「美玖。失せろ。お前と一緒にいると気分が悪くなる」



「榊田君。どうして、そういう言い方ばっかりするの?」



「こいつが、俺をいちいち不愉快にさせるからだ」



 水野と言い争いをするつもりはないが美玖に加勢しそうだ。


 しかし、水野が説教をしようとするのを、美玖は遮った。



「いつものことだから平気だよ。ね!それより明日ね、明美姉も小春ちゃんに会いたいって」



 俺は美玖の言葉に慌てる必要もなかった。



「ごめん。明日、両親がこっちに来るの。残念だな。
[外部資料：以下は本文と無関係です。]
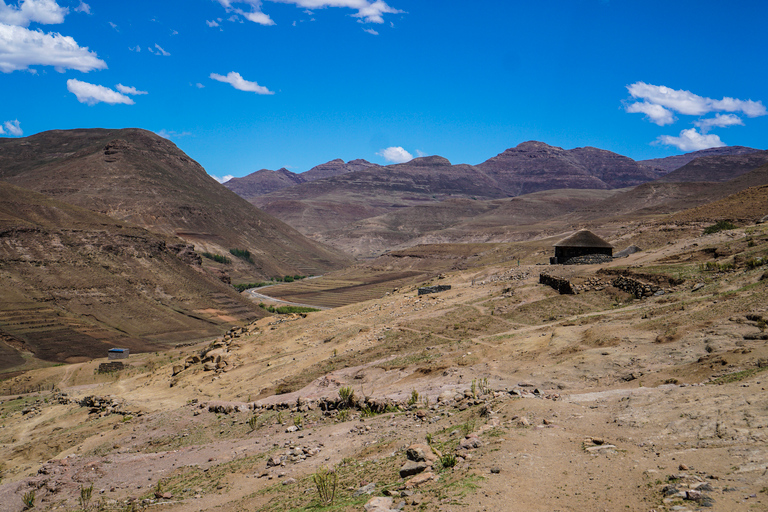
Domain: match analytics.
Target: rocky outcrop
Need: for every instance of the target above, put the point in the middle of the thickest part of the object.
(563, 286)
(426, 290)
(637, 288)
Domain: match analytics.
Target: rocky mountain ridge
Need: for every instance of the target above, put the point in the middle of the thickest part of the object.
(139, 177)
(265, 181)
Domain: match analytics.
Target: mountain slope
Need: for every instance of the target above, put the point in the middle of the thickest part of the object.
(266, 181)
(534, 166)
(331, 203)
(139, 177)
(671, 163)
(717, 168)
(74, 283)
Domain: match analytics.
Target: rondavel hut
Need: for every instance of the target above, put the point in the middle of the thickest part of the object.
(581, 243)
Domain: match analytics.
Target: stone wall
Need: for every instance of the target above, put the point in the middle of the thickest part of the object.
(434, 289)
(114, 366)
(637, 288)
(589, 259)
(563, 286)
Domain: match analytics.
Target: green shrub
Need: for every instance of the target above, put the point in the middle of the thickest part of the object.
(85, 496)
(218, 258)
(287, 310)
(721, 225)
(246, 286)
(448, 460)
(28, 500)
(243, 254)
(346, 395)
(325, 480)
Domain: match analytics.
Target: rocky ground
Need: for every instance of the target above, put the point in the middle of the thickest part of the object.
(500, 394)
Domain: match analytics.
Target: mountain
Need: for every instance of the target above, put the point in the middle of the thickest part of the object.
(322, 207)
(266, 181)
(534, 166)
(330, 203)
(136, 176)
(263, 182)
(671, 163)
(747, 205)
(717, 168)
(74, 283)
(458, 221)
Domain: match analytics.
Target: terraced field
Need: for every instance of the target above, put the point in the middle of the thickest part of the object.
(345, 287)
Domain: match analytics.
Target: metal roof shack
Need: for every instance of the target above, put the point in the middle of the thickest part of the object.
(581, 243)
(118, 353)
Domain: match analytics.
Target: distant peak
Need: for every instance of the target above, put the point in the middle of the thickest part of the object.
(430, 160)
(534, 145)
(360, 161)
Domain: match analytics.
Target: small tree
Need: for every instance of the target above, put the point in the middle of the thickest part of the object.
(325, 480)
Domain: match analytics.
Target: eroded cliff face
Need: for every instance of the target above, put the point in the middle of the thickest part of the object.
(74, 283)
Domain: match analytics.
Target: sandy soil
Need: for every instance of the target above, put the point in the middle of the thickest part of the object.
(585, 402)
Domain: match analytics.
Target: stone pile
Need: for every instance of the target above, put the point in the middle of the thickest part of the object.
(687, 487)
(589, 259)
(563, 286)
(293, 455)
(217, 357)
(637, 288)
(426, 290)
(113, 366)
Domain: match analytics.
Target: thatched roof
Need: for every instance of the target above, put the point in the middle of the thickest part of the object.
(583, 238)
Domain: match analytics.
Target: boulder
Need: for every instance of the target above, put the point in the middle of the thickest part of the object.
(379, 504)
(420, 480)
(420, 453)
(411, 468)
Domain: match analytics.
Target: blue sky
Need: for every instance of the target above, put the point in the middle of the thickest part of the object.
(245, 85)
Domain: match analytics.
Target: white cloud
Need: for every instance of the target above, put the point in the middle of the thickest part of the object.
(719, 121)
(12, 128)
(129, 90)
(93, 94)
(258, 17)
(688, 103)
(170, 134)
(21, 48)
(158, 50)
(222, 179)
(241, 84)
(655, 113)
(83, 7)
(691, 140)
(395, 154)
(367, 11)
(46, 12)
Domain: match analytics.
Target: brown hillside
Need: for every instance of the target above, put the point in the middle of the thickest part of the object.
(717, 168)
(671, 163)
(458, 220)
(139, 177)
(533, 166)
(263, 182)
(74, 283)
(331, 203)
(266, 181)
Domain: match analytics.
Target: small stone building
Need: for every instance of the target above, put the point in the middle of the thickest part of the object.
(581, 243)
(118, 353)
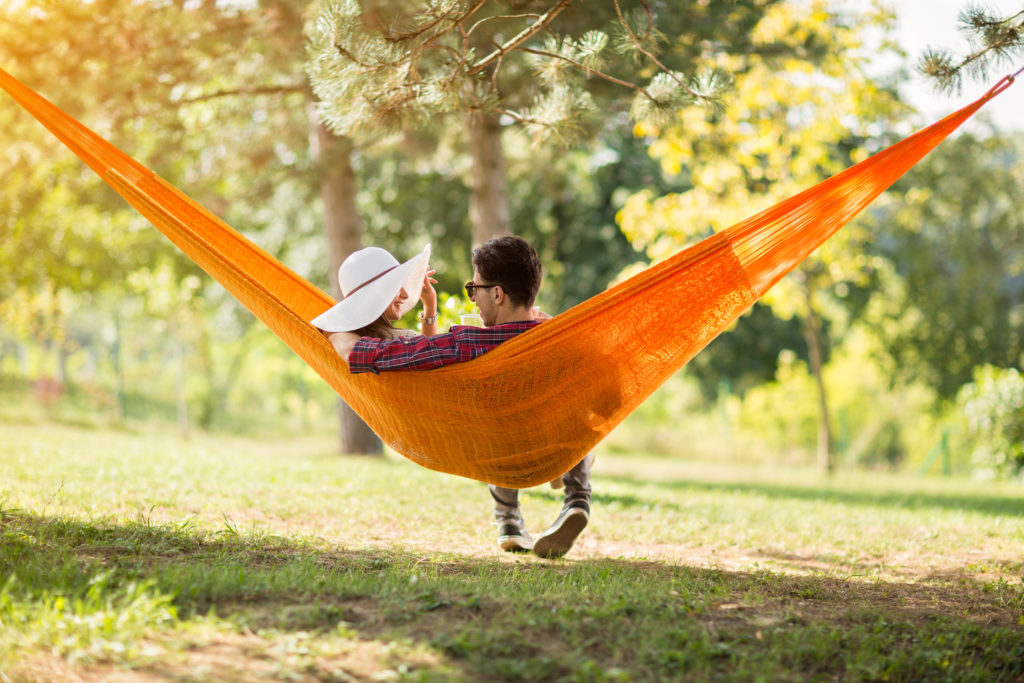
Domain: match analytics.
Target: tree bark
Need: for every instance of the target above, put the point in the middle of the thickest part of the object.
(344, 233)
(488, 205)
(825, 457)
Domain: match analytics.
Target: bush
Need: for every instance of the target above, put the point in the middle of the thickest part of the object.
(993, 406)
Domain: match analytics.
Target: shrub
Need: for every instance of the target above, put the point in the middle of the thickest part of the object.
(993, 406)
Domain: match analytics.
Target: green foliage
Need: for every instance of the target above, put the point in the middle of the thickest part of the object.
(953, 230)
(993, 404)
(996, 42)
(389, 66)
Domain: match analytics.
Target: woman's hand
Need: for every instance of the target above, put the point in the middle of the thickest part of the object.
(343, 342)
(427, 295)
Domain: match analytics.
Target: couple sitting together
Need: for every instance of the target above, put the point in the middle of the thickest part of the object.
(506, 278)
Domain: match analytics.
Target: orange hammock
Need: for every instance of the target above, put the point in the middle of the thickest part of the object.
(528, 411)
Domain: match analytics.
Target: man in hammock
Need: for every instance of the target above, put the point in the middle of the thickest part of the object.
(506, 279)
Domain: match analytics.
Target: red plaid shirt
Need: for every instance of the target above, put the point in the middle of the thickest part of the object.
(461, 344)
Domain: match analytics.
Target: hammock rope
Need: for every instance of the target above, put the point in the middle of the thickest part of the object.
(528, 411)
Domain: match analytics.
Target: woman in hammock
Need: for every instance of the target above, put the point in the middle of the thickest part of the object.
(506, 280)
(370, 279)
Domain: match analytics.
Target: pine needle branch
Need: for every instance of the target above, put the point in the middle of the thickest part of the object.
(650, 55)
(996, 38)
(521, 37)
(589, 70)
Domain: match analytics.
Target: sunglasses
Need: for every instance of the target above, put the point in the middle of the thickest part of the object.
(471, 288)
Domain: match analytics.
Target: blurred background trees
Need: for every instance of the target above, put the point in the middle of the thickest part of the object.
(614, 134)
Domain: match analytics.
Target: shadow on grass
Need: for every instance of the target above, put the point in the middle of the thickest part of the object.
(363, 611)
(990, 505)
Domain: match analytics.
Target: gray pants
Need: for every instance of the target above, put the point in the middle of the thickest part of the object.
(577, 482)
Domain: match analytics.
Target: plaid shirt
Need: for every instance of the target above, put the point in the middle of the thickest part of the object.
(419, 352)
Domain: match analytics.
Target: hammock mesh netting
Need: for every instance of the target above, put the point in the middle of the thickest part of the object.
(528, 411)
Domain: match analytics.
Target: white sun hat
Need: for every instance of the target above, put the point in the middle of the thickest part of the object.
(371, 280)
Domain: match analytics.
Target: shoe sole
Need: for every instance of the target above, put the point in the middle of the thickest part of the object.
(514, 544)
(557, 543)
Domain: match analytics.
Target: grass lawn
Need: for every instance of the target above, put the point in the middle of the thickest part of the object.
(144, 557)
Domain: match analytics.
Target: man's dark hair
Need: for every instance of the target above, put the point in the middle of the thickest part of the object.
(511, 262)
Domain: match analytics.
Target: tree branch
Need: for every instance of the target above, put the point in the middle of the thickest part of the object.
(589, 70)
(521, 37)
(502, 16)
(648, 53)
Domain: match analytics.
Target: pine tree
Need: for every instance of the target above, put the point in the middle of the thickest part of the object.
(391, 65)
(996, 42)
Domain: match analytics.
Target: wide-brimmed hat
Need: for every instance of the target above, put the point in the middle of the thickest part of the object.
(370, 280)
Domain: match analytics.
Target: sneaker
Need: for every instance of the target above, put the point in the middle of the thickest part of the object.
(514, 539)
(558, 539)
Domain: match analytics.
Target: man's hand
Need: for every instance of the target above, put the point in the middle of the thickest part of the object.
(540, 315)
(343, 343)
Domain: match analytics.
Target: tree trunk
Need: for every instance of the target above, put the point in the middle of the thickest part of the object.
(488, 206)
(826, 460)
(344, 232)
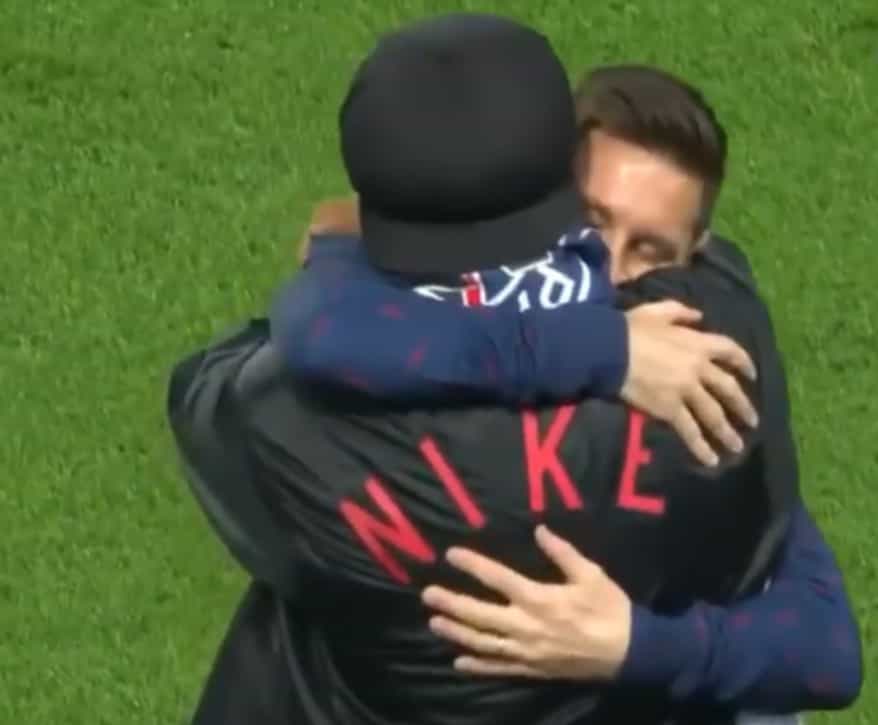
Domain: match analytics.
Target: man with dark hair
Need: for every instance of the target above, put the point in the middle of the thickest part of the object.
(331, 499)
(650, 166)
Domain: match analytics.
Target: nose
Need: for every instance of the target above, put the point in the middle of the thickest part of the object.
(616, 247)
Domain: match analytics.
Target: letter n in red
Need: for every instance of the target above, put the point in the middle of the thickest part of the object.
(541, 459)
(396, 530)
(637, 456)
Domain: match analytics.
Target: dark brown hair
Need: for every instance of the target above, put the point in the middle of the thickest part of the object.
(659, 112)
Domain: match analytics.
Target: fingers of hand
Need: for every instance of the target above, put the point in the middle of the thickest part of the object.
(568, 559)
(726, 351)
(516, 588)
(689, 430)
(730, 394)
(712, 417)
(496, 668)
(471, 611)
(670, 312)
(474, 640)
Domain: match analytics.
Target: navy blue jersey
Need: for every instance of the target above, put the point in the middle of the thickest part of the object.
(345, 508)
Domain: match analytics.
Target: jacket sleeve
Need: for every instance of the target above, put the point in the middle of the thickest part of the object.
(795, 646)
(206, 416)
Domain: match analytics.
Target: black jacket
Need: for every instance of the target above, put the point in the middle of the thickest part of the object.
(343, 511)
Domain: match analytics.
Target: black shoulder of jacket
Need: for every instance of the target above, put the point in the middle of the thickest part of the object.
(206, 395)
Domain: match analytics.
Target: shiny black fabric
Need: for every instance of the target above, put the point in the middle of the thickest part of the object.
(344, 643)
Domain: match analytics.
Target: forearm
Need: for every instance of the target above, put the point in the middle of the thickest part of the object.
(396, 345)
(793, 647)
(209, 431)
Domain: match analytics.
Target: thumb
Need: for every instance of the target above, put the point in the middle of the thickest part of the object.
(572, 564)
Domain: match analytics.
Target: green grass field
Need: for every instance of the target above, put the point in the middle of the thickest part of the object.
(158, 158)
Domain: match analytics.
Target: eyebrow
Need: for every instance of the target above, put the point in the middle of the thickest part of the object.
(667, 246)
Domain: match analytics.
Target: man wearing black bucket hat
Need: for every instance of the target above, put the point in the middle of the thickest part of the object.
(331, 500)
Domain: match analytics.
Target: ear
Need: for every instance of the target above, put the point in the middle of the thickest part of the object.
(702, 240)
(340, 215)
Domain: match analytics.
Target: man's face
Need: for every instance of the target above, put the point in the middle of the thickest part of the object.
(644, 204)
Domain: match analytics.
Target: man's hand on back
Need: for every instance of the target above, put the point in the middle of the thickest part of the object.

私も会ってみたかった」



 本当に残念がっている様子だ。


 おじさんとおばさんには感謝しかない。


 土日の二日間いるようだから、危機を免れた。



「え~!!明美姉、楽しみにしてたのに」



 美玖は当てが外れ、情けない声を上げた。



「ごめんね。三人で楽しんできて」



 三人?


 嫌な予感がする。


 美玖も一瞬、言葉を止めたが、すぐに嫌な笑みを浮かべた。



「……そうだね。三人で我慢する。お兄ちゃん、土日は付き合ってよね」



 絶対、俺への嫌がらせだ。


 俺を誘うつもりなんてなかったくせに。



「誰が付き合うか」



「せっかく私が仲良くしようと思ってるのに、その態度はないでしょ?」



 可愛い妹を演じて、水野を味方につけるつもりだ。


 案の定、水野に悲しげな視線を送った。



「榊田君。何で、そう冷たくするの?」



 そして、水野のおせっかいが発動する。



「お前が口出しすることじゃない。おせっかいも大概にしておかないと鬱陶しいぞ」



 わざと突き放した言い方をする。


 美玖は俺を試してる、その手には乗るか。